Doctoral Dissertations

Date of Award

12-2017

Degree Type

Dissertation

Degree Name

Doctor of Philosophy

Major

Business Administration

Major Professor

Rhonda K. Reger

Committee Members

David Gras, Dave W. Williams, Wenjun Zhou

Abstract

Strategic management researchers are increasingly interested in the influence of social media communication on negative social evaluations and firms’ impression management to reduce negative evaluations. Drawing on communication, psychology, and sociology literature, this dissertation develops three essays to theoretically and empirically investigates negative social evaluations on firms, their antecedents, and firm strategies to manage them in the social media era. In Essay 1, I theorize how social media characteristics—greater access, velocity, emotionality, and communality—lead to a greater likelihood that social disapproval will generate, as well as spread faster, be more intense, and connect more constituents. Further, Essay 1 develops a two-stage model that explicates how a firm’s communication strategies are linked to the four social media characteristics and how they affect a firm’s social disapproval.
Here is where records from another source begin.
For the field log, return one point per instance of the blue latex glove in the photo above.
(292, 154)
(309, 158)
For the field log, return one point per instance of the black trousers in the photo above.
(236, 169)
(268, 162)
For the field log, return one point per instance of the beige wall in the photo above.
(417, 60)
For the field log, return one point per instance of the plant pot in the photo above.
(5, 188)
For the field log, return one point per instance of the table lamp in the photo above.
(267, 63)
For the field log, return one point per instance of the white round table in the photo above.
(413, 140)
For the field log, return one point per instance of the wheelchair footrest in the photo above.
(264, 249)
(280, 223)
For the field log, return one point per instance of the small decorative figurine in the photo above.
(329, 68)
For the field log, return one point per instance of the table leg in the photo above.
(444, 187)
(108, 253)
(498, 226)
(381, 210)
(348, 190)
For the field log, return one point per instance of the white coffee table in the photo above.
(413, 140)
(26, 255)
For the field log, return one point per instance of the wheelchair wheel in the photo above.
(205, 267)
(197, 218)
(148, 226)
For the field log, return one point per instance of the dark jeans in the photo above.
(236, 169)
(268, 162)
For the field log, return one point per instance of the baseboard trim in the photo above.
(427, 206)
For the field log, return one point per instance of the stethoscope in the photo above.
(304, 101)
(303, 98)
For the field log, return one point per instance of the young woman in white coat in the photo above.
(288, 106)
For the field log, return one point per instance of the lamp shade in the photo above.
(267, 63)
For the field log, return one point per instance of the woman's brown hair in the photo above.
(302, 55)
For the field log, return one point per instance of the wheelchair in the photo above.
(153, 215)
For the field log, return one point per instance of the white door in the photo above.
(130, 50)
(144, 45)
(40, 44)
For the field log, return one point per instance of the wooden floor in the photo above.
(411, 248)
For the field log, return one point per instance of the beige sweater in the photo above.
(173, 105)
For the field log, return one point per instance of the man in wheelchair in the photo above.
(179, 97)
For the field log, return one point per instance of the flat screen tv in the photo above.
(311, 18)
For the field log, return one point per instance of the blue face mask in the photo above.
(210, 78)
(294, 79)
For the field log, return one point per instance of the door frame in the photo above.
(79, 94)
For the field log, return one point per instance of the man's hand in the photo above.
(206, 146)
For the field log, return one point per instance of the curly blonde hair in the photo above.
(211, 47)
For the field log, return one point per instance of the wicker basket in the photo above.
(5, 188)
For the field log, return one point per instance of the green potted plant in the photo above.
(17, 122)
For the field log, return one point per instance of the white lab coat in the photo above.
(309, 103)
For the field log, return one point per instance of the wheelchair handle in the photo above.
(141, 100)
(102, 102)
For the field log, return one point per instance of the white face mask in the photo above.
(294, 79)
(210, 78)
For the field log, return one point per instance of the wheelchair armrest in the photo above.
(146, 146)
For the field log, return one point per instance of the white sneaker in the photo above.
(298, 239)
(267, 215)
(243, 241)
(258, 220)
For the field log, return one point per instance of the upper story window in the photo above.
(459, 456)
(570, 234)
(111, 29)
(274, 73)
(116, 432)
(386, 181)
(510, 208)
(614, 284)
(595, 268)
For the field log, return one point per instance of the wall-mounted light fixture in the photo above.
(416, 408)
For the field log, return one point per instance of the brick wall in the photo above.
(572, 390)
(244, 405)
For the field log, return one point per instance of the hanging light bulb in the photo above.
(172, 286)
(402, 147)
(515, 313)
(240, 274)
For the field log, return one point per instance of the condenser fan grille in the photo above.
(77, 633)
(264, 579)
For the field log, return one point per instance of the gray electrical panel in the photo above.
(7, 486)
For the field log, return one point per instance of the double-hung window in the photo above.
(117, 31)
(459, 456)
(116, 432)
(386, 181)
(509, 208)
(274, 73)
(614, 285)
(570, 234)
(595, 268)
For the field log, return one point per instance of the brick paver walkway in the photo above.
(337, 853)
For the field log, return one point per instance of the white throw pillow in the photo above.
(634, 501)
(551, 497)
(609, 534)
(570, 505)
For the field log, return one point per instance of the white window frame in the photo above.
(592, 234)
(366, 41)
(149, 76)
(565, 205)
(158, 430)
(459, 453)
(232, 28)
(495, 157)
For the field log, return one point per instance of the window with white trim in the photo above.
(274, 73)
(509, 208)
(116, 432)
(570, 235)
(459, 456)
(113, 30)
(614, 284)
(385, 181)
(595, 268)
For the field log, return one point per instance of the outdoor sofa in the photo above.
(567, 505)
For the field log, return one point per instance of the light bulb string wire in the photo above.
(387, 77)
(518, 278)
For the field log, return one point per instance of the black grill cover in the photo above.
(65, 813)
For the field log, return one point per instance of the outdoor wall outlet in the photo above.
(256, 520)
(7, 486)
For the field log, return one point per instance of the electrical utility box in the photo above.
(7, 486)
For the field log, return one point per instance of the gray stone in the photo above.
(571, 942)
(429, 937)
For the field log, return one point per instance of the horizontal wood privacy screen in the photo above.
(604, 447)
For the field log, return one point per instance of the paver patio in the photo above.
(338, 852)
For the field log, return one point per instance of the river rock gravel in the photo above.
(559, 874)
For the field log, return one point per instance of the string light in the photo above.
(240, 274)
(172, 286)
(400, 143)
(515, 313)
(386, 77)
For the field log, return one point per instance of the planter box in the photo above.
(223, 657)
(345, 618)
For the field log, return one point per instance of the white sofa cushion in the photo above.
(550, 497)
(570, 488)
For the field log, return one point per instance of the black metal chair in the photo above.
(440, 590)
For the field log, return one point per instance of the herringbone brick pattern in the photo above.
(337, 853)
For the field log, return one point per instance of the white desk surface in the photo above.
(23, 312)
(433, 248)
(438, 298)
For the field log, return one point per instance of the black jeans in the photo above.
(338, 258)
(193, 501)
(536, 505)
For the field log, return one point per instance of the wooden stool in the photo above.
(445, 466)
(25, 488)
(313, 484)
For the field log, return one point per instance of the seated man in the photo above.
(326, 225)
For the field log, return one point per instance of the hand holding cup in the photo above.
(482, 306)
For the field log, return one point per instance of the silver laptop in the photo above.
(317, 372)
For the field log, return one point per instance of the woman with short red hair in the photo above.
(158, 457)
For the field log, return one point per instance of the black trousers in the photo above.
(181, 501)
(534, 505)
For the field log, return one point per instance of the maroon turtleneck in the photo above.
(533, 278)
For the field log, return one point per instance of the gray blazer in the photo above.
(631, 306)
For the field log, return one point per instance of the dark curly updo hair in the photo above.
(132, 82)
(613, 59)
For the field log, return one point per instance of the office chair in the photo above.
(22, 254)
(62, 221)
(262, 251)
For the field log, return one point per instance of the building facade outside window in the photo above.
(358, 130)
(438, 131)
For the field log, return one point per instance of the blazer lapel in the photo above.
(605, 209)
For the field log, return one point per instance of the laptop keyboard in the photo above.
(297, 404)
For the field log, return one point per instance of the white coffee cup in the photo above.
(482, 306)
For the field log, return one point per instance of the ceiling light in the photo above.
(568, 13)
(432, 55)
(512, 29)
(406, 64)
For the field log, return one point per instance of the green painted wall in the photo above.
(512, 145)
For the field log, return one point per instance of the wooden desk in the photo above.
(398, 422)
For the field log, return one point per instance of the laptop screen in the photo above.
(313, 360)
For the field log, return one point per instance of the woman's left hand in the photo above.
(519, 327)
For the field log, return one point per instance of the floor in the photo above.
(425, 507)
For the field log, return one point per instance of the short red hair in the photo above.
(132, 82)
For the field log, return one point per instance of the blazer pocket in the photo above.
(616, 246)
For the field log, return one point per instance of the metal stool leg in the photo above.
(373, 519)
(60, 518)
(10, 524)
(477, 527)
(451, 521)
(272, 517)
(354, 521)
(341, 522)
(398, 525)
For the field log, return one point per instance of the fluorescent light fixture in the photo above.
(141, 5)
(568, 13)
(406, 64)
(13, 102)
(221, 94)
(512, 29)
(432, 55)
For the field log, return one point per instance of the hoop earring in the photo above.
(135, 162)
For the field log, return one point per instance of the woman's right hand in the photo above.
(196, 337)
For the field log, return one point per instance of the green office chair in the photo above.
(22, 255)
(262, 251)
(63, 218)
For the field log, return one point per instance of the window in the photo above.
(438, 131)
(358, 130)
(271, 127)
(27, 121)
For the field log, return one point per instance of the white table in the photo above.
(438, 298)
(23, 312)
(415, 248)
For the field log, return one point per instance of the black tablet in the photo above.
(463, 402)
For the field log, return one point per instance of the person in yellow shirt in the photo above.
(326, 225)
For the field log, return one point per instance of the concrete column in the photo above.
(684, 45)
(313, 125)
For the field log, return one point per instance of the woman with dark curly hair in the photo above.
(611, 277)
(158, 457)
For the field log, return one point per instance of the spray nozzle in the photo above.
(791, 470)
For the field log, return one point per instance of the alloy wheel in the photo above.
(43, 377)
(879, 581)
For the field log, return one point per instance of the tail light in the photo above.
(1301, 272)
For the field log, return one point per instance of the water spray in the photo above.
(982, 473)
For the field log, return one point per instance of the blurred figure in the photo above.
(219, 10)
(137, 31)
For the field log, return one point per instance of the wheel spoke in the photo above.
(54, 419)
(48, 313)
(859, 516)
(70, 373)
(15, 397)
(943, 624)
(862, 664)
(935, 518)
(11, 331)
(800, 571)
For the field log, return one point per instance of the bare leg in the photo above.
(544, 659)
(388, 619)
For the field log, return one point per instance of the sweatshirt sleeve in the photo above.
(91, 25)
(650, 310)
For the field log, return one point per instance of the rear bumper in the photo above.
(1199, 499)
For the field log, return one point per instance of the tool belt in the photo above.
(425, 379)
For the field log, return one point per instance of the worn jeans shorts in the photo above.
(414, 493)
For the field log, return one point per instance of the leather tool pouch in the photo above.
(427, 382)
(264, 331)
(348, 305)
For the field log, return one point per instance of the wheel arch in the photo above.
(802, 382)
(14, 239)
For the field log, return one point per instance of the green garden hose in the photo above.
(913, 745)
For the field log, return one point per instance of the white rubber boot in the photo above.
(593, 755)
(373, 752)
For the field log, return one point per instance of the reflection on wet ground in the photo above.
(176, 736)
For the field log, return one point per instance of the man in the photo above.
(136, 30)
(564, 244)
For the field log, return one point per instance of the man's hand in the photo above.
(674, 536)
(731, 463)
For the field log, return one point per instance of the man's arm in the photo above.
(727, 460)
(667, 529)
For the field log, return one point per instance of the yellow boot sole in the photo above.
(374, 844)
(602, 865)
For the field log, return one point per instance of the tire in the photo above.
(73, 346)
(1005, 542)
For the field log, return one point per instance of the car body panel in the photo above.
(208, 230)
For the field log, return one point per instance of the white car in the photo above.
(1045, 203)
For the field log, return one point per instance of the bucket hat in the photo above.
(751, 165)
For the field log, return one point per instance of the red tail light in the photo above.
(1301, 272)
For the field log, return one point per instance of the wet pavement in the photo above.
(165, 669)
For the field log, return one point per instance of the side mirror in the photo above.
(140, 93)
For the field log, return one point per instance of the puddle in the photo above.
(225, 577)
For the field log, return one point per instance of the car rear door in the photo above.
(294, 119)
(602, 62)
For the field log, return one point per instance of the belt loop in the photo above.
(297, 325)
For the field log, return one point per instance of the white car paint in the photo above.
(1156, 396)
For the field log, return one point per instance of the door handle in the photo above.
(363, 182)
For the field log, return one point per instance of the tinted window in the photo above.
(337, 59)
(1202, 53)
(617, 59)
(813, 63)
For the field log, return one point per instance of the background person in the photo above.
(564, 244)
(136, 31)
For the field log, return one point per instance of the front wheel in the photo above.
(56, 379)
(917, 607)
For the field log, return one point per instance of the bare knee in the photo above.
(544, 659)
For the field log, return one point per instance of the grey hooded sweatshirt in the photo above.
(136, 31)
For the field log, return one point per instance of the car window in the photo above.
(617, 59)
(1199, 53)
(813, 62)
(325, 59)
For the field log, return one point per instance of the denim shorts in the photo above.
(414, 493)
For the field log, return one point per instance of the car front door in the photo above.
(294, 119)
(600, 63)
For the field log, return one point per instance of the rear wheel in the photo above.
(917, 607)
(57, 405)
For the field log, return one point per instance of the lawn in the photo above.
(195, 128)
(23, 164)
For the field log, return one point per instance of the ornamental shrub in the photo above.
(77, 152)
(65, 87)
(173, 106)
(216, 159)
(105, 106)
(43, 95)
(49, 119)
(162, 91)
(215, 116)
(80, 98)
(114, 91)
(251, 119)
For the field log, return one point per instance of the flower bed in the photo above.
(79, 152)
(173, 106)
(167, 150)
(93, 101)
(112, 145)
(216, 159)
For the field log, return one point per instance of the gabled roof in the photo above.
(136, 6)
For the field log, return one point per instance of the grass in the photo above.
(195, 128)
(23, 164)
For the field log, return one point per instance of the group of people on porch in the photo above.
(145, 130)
Essay 2 frames theory to better understand cross-border social disapproval that is interactively mobilized by social media coverage, national animosity, and nationalism. It tests the theoretical framework by constructing national dyadic data from 32,007 negative events, 9,699,177 Twitter posts and 186,937 blog posts regarding constituents across 482 US-based multinational enterprises in 48 host countries during 2007 to 2014. Essay 3 builds a theoretical framework depicting how communication strategies through social media posts and traditional press releases lead firms to lose or gain constituent support. It tests the theoretical argument using a comprehensive database, including 1,257,370 tweets and 81,887 press releases from 286 newly public firms in the US and their constituents during 2007-2016. Taken together, this dissertation contributes to research on negative social evaluations, multinational enterprises, and impression management in the era of social media.